The quality of the included studies determines the quality of the systematic review, which is why we conducted a review using strict quality assessment criteria in randomized clinical trial studies [15]. There was a high risk of bias and risk of uncertain bias in most studies. Another consideration in this sense is that is a lack of blindness in the participants and personnel due to the nature of the application of the intervention and the evaluator, factors that increase the chance of bias related to the included studies. Another limiting factor in the present study was the fact that we included preterm infants regardless of classification.
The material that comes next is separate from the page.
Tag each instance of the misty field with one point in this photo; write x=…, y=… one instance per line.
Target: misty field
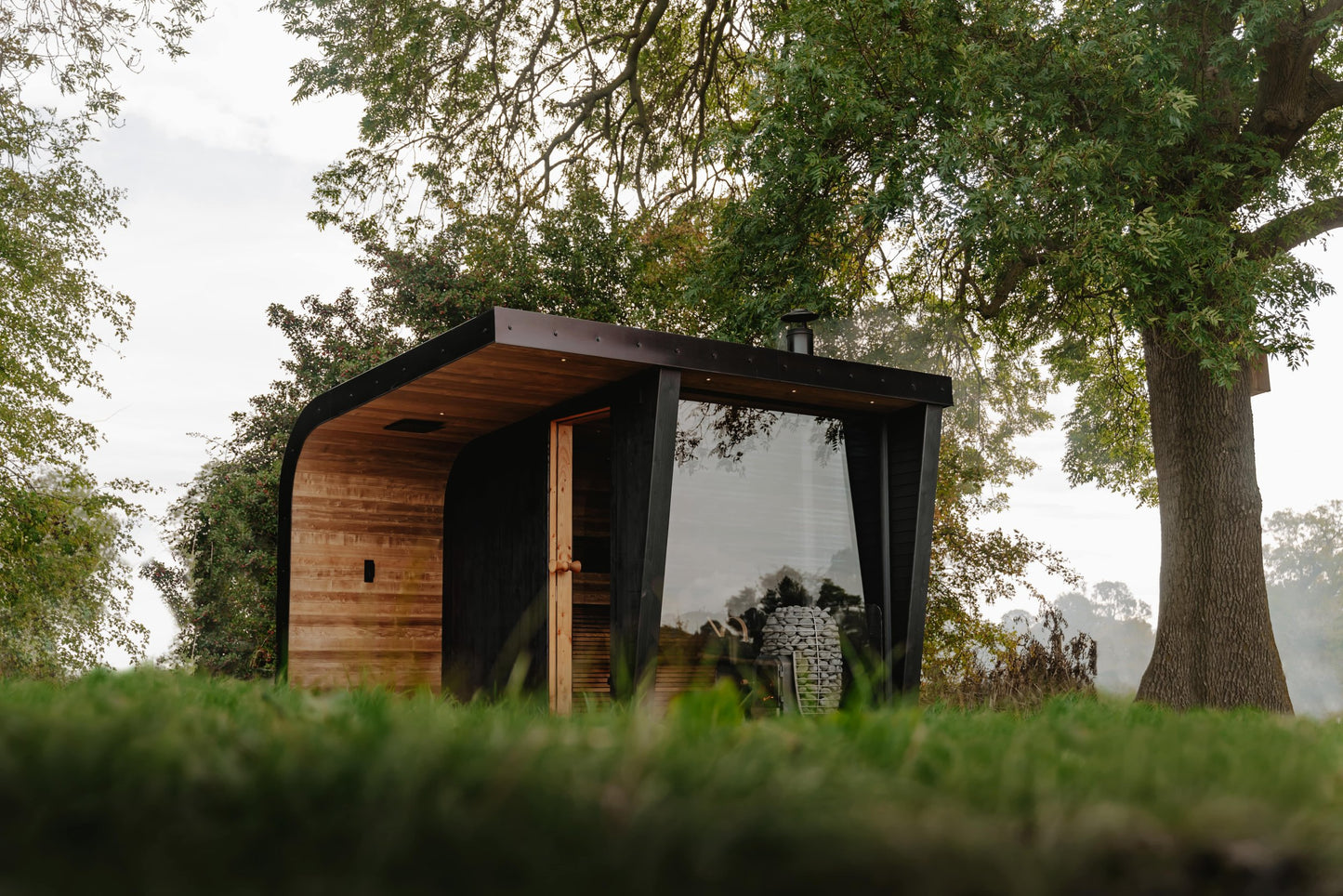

It is known that one of the risk factors for BPD is extreme prematurity or very premature, that is, premature infants born with less than 32 weeks of gestational age. However, we chose to include all preterm infants since in the literature, RCTs that sampled only extremely preterm infants, or very preterm infants are scarce. The studies showed great variability in the protocols for the application of CPAP and HFNC, and there was also great variability in the BPD definitions. Regarding the criteria for the diagnosis of air leak syndrome and nasal injury, many studies did not present the metrics for diagnosis of the presented outcomes, which led to a higher level of observed indirect evidence, a factor that contributed to decrease the quality of the evidence. Thus, the evidence based on the included RCTs was of very low quality.

According our results, the effective prevention of BPD still remains a challenge, since the results found cannot be generalized for clinical application. Therefore, the choice between non-invasive ventilation devices, HFNC or CPAP, remains a matter of clinical judgment by the team, which must analyze what outcomes it intends to use with the device of choice.

In this systematic review with meta-analysis, we highlight that the HFNC showed similar results when compared to CPAP in relation to the risk of BPD, air leak syndrome and nasal injury. In the literature, no RCT has been found with BPD as the primary outcome to support possible outcomes. It is recommended that further research should be undertaken in this field with higher methodological quality to support the expected results.